Holly's story in Blood and Pudding is absolutely not that of a survivor. The book is a series of transcriptions of recordings from a teenage roadtrip, intercut with anecdotes from the brief years between those few days and Holly's death from a heroin overdose. It is difficult subject matter to discuss in the context of mental health. Holly was bipolar, she didn't survive, and more than one person I've spoken to about this remarkable story (which includes wonderful moments such as the time she and Katelan were ejected from a video peep show booth for playing spaces invaders on the "select a screen" joystick) has asked whether it's not a dangerous glorification of a reckless lifestyle.
I think, rather, it's the perfect illustration of the way everyone responds differently to things. For some people, a how-to book will be the ladder out of hell. For others, the guilt it induces, the sense that "so this is one more thing I cannot do" will be the thing that finally pulls the ladder out of sight. For me, Blood and Pudding is a book that shows the light and shade in every life. At my lowest ebb it showed me that there could be moments of joy, showed me that even the briefest, bleakest life could be a life fully lived – and it was that which helped me on the road to making my life not so brief. Yes, for others it may have the opposite effect. But it asks the vital question – why is there a general assumption that a book that "ends well" is a good thing and one that "ends badly" is not?

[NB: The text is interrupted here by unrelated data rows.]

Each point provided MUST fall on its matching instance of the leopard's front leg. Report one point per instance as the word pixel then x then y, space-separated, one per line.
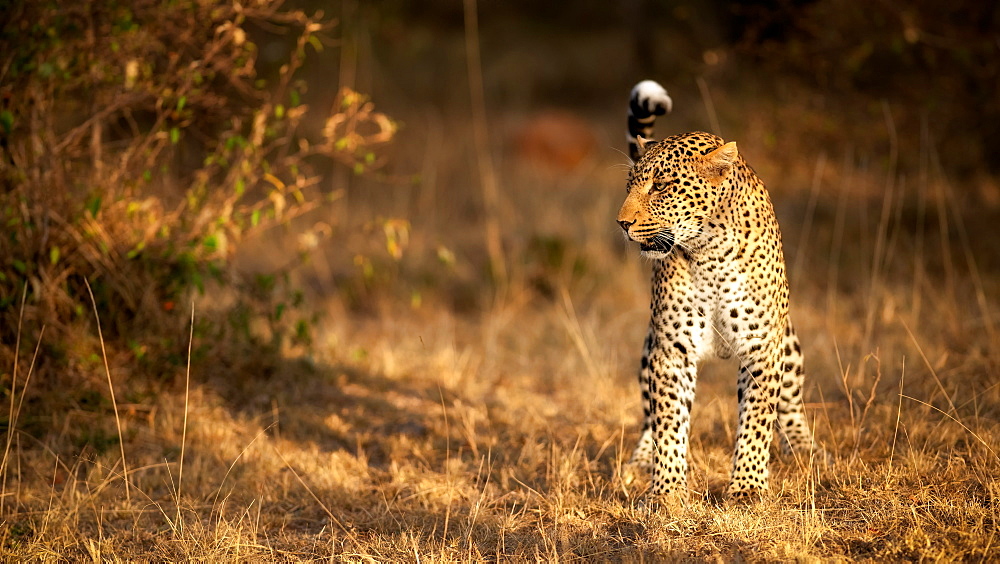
pixel 757 392
pixel 671 383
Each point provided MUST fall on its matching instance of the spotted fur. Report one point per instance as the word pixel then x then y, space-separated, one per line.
pixel 719 288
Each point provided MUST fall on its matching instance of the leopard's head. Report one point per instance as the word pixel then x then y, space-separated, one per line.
pixel 673 190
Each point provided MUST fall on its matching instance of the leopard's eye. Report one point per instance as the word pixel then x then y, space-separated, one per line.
pixel 660 186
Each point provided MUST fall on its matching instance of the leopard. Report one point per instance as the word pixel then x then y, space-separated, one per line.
pixel 705 221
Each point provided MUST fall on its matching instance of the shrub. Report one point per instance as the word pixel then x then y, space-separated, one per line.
pixel 139 143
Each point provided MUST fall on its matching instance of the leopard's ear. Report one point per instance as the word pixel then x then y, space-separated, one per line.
pixel 719 162
pixel 642 142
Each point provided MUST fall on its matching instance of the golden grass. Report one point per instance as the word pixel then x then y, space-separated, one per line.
pixel 437 420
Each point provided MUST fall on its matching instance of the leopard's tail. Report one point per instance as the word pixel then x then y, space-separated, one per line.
pixel 647 101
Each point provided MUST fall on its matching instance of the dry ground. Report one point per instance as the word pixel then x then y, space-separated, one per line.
pixel 439 419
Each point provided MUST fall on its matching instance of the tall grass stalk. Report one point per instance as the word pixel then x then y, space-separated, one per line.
pixel 111 390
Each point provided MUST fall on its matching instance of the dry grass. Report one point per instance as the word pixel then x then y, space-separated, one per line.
pixel 437 420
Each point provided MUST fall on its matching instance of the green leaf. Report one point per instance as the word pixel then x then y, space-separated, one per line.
pixel 134 252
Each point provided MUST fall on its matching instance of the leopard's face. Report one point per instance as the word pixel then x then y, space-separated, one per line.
pixel 673 190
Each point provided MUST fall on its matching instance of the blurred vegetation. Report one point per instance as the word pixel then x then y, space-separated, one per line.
pixel 140 145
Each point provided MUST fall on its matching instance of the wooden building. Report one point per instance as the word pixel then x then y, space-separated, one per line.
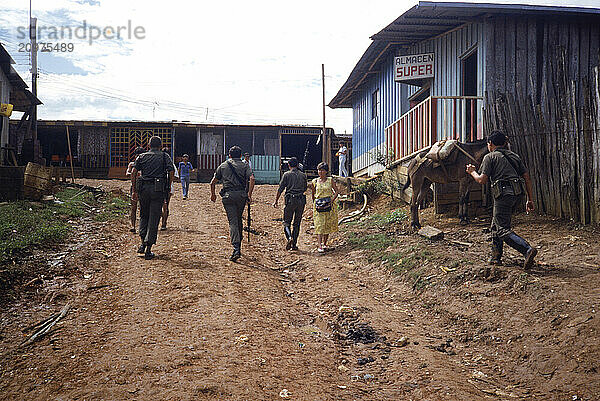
pixel 19 146
pixel 102 149
pixel 458 70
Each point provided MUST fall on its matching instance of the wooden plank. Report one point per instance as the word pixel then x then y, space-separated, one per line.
pixel 532 79
pixel 522 52
pixel 499 52
pixel 510 56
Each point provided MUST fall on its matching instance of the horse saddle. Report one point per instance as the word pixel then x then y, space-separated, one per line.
pixel 443 151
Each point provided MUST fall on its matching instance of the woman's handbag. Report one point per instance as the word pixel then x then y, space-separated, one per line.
pixel 323 205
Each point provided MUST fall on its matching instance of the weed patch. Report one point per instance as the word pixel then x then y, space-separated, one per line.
pixel 370 242
pixel 115 208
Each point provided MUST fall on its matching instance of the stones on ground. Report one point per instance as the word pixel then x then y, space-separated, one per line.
pixel 346 310
pixel 243 339
pixel 364 361
pixel 362 333
pixel 310 330
pixel 445 347
pixel 431 233
pixel 401 342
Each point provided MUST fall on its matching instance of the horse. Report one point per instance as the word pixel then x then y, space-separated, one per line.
pixel 422 173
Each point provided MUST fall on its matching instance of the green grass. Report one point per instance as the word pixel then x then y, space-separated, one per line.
pixel 370 242
pixel 115 208
pixel 75 203
pixel 402 261
pixel 24 225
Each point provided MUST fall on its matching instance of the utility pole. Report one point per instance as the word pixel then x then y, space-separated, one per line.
pixel 323 141
pixel 34 76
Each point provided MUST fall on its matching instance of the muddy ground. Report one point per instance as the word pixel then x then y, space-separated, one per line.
pixel 358 323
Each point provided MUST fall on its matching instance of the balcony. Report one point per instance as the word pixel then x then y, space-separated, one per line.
pixel 434 119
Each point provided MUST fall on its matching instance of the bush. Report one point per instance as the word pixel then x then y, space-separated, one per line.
pixel 373 187
pixel 23 225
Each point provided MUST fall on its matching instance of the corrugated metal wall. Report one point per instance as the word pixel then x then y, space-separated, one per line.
pixel 368 133
pixel 4 98
pixel 265 168
pixel 448 49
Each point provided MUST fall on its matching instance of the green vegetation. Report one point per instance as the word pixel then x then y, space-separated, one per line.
pixel 381 220
pixel 373 187
pixel 371 242
pixel 117 207
pixel 24 224
pixel 73 202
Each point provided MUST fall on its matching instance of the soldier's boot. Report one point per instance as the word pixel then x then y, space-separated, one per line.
pixel 148 254
pixel 496 258
pixel 235 255
pixel 514 241
pixel 288 237
pixel 295 234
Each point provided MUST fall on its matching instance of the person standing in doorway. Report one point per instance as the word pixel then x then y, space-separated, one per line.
pixel 341 154
pixel 185 168
pixel 134 197
pixel 247 159
pixel 510 180
pixel 167 204
pixel 325 216
pixel 238 184
pixel 152 187
pixel 294 183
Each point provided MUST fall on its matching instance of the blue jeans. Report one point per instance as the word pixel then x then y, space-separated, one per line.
pixel 185 185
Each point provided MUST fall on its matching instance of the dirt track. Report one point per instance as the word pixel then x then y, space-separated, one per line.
pixel 192 325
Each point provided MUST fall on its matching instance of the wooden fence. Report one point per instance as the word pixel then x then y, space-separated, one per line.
pixel 559 140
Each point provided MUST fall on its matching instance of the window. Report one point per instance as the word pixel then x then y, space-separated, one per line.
pixel 375 104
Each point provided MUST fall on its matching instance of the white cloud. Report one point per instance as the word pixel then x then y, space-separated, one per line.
pixel 248 62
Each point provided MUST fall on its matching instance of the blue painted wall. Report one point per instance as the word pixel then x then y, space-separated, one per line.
pixel 265 168
pixel 368 133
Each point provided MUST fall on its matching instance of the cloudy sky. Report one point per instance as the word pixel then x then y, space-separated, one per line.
pixel 206 61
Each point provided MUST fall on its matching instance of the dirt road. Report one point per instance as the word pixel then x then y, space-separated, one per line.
pixel 277 325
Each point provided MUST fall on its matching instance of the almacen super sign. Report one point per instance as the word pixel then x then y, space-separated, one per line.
pixel 416 66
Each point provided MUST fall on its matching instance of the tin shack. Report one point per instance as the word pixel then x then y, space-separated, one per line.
pixel 458 70
pixel 102 149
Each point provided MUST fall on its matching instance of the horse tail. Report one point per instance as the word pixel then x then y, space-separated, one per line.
pixel 405 187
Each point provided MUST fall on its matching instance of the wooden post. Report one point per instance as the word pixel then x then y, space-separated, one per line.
pixel 70 156
pixel 324 143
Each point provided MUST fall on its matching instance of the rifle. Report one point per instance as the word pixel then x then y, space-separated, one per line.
pixel 249 221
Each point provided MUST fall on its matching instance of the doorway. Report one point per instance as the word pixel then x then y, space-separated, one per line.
pixel 469 88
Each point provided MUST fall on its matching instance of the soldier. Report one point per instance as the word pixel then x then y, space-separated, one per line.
pixel 507 173
pixel 238 184
pixel 152 188
pixel 295 184
pixel 133 212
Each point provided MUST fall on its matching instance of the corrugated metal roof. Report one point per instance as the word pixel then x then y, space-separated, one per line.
pixel 20 97
pixel 429 19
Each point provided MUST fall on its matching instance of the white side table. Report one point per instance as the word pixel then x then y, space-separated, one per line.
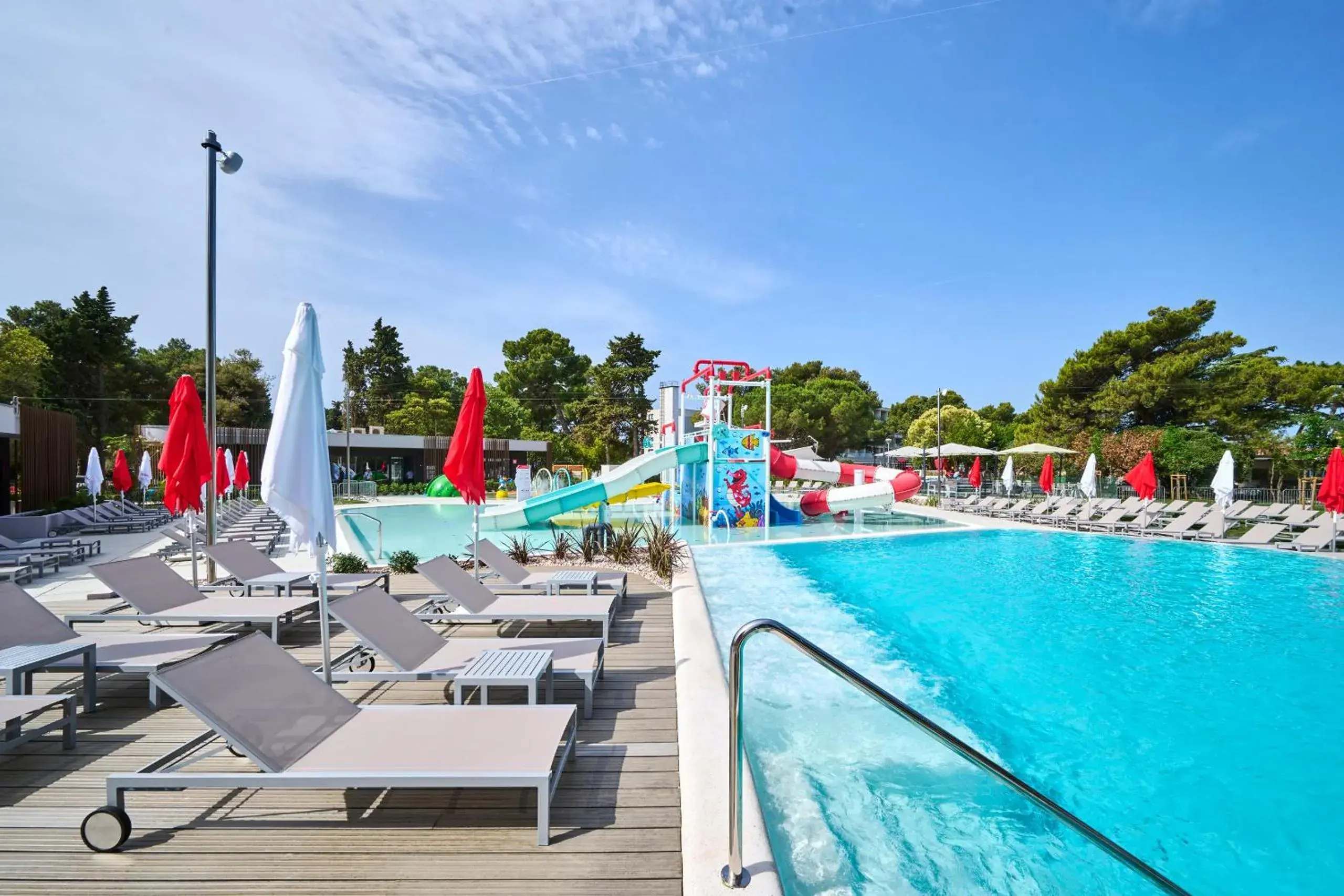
pixel 517 668
pixel 584 578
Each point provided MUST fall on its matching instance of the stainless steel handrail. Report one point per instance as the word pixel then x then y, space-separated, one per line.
pixel 736 876
pixel 370 516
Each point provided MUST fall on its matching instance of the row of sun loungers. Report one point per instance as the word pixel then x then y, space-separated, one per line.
pixel 265 705
pixel 1280 524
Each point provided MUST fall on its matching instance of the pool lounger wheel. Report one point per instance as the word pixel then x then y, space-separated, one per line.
pixel 105 829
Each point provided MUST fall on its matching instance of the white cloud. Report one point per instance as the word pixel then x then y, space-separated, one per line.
pixel 649 254
pixel 330 101
pixel 1168 15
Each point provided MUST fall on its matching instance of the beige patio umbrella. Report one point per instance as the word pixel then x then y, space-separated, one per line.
pixel 1037 448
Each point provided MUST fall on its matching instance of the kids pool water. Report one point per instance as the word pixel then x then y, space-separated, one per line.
pixel 1183 699
pixel 440 527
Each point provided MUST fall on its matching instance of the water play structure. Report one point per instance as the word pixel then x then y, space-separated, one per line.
pixel 716 473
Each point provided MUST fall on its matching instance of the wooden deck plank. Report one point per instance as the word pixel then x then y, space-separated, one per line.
pixel 615 821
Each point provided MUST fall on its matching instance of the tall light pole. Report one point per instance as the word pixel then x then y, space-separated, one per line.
pixel 229 163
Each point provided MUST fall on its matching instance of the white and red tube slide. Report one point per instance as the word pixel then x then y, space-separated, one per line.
pixel 882 486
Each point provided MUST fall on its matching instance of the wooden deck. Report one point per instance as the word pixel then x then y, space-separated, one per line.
pixel 615 824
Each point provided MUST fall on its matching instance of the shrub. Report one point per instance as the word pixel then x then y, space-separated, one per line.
pixel 349 563
pixel 666 550
pixel 562 544
pixel 625 544
pixel 521 550
pixel 402 562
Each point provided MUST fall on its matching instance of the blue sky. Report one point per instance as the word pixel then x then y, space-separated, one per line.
pixel 936 194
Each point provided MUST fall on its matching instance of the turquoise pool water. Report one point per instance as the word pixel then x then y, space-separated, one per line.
pixel 1187 700
pixel 430 530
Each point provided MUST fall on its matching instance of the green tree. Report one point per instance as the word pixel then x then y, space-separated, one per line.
pixel 615 412
pixel 22 361
pixel 1191 452
pixel 960 425
pixel 546 375
pixel 899 417
pixel 90 370
pixel 386 373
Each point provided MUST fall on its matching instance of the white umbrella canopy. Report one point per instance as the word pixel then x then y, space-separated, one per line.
pixel 954 449
pixel 93 479
pixel 1037 448
pixel 295 479
pixel 1225 480
pixel 1088 483
pixel 906 450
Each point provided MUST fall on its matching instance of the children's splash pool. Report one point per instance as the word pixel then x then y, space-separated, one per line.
pixel 435 529
pixel 1184 699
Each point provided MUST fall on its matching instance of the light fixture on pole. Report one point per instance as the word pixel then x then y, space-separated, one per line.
pixel 227 163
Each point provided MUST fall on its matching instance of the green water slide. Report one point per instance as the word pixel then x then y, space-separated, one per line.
pixel 600 488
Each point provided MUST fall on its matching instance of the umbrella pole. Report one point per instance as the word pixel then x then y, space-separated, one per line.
pixel 322 609
pixel 191 535
pixel 476 541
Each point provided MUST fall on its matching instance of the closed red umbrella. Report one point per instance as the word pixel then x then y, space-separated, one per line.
pixel 241 476
pixel 186 457
pixel 1047 475
pixel 1331 495
pixel 466 462
pixel 121 480
pixel 221 473
pixel 1143 479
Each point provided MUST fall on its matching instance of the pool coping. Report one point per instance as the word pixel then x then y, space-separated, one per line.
pixel 702 708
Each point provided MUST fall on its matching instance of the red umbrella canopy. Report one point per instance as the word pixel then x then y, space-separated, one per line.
pixel 241 476
pixel 1144 477
pixel 221 473
pixel 186 457
pixel 1331 495
pixel 466 462
pixel 121 480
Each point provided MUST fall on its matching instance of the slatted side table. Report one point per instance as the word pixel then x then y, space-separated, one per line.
pixel 584 578
pixel 499 668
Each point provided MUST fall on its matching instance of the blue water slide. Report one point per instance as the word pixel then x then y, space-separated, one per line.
pixel 600 488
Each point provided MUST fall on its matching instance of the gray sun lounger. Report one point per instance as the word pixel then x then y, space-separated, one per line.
pixel 29 628
pixel 478 604
pixel 301 734
pixel 418 653
pixel 252 568
pixel 519 577
pixel 15 714
pixel 158 594
pixel 1315 537
pixel 1261 534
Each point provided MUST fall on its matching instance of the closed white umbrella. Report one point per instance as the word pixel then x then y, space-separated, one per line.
pixel 295 479
pixel 229 468
pixel 1225 483
pixel 93 479
pixel 145 476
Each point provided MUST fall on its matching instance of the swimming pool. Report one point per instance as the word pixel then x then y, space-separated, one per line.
pixel 1184 699
pixel 440 527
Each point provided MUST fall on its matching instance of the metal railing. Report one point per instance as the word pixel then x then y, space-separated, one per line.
pixel 736 876
pixel 370 516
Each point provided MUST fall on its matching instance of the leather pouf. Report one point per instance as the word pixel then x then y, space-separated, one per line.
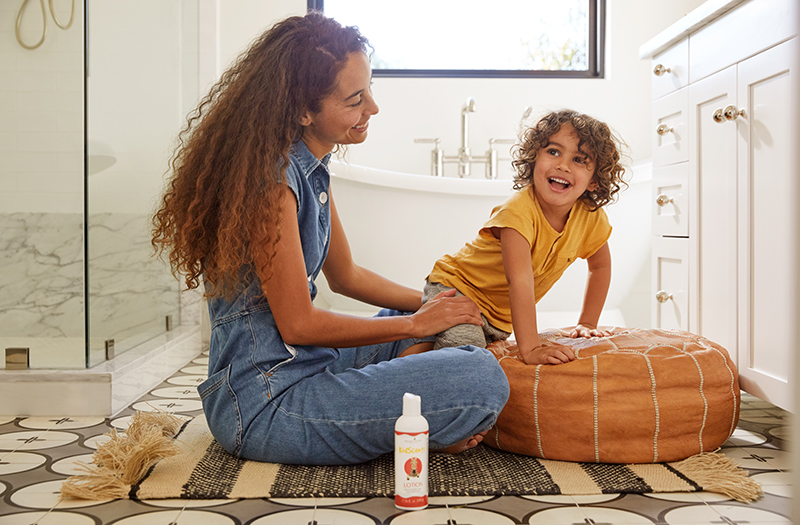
pixel 638 396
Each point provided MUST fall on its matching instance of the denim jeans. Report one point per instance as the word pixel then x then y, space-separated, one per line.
pixel 329 406
pixel 269 401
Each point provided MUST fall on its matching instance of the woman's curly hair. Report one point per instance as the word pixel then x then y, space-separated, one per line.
pixel 594 137
pixel 218 212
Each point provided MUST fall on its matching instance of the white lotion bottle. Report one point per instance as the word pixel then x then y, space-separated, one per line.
pixel 411 456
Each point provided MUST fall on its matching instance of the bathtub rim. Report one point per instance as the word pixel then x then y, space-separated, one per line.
pixel 426 183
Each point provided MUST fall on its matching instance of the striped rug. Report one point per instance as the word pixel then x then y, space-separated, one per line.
pixel 201 469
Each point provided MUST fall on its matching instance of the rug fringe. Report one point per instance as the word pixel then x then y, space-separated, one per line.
pixel 716 472
pixel 125 458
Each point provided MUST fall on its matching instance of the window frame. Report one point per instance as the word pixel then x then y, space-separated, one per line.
pixel 595 54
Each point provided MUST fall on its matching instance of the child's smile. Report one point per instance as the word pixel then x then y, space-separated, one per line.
pixel 563 171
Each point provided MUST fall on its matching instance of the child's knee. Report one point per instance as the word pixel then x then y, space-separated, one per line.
pixel 461 335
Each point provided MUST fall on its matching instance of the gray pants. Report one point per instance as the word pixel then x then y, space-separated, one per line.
pixel 462 334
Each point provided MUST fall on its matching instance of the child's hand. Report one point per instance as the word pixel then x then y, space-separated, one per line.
pixel 548 353
pixel 584 330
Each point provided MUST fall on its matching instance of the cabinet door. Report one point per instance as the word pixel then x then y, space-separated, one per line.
pixel 669 126
pixel 671 200
pixel 671 280
pixel 712 148
pixel 768 235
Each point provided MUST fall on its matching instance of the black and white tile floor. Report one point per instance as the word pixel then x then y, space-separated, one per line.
pixel 38 453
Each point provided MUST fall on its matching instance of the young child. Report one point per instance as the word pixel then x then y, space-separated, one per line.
pixel 567 169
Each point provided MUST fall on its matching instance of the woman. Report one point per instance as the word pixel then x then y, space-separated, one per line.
pixel 249 210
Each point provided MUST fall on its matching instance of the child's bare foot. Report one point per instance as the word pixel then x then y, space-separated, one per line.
pixel 461 446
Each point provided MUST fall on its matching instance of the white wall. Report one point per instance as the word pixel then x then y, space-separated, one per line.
pixel 41 113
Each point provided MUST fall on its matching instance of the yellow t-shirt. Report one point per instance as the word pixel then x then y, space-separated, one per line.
pixel 476 270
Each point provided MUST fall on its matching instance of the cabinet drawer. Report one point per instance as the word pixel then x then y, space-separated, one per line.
pixel 670 70
pixel 752 27
pixel 671 200
pixel 671 283
pixel 669 128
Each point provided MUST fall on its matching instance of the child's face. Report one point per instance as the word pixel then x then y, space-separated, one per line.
pixel 562 171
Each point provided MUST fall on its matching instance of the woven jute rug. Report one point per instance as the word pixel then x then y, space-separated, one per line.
pixel 147 463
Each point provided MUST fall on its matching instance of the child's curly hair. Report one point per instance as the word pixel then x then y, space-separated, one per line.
pixel 595 136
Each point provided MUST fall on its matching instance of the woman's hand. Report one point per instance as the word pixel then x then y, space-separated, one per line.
pixel 548 353
pixel 587 331
pixel 445 311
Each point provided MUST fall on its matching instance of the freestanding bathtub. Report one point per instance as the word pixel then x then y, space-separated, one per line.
pixel 399 224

Do we instinctively value those people whose problems are easier to fix or is it just that we would rather put our heads in the sand when it comes to those who respond to something we don't understand?
Everyone's depression is different. That is one of the things that makes it so hard to treat. Acknowledging the differences is one of the most important things we can do, both because no one is an expert as much as the person who has the mental health problem, and because this is the first step to re-empowering people not further stripping them. So widening what we do for mental illness to include books can play an important role in finding the right blend for each person. But it should be part of finding an even more, not an even less personalised approach to mental illness, and using it either as a replacement or the narrowing it right back down by offering only a tiny list of titles riddled with preconceptions is a step backward from that person-based approach.